Monday, May 29, 2006

David Weiss: What's Temporary is Permanent

I'm a Mac user, so David Weiss's blog has become a new favorite place to visit. But his post this past Saturday was thought-provoking for reasons well beyond those that can allow one to make better use of a computer.

He talks about how easy it is for developers, under pressure, to apply a temporary fix, something to get one through the moment's crisis and move on. I know this can happen to fiction writers, too -- to all of us, really.

How many times in life does employing the expedient weaken the scaffolding we want to use to cross to our true goals?

Read Weiss's post here:

David Weiss: What's Temporary is Permanent


2 comments:

Sandra Ruttan said...

My husband is a computer programmer (well, a "software analyst and business consultant") by day, firefighter by night. But for 7 years now, I have listened to stories about cheap companies that take the quick road to slap short-term fixes down instead of dealing with systemic programming problems. Thanks to his work experience and my journalism/desktop publishing background, it wasn't hard to persuade Kevin to join the mac world.

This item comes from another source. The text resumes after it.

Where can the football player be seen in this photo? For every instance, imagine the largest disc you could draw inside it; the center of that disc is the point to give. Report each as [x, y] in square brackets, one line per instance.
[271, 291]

Of course, the other side of this in the publishing world is that there is always room for improvement, and one could edit their work to death, but it is a good point that we shouldn't be rushed. I'm facing that right now, with a deadline for edits and a longlist of desired changes, a shortlist of required changes. I really want to get the longlist done, instead of just being content with the shortlist.

Jan Burke said...

You raise a good point. Revision is one of the wonderful tools of the writer. I'd be too inhibited to write if I had to get it perfect in one try. Nobody minds a rough draft -- the problem is when a rough draft becomes a final draft simply because the writer didn't care enough to make it better.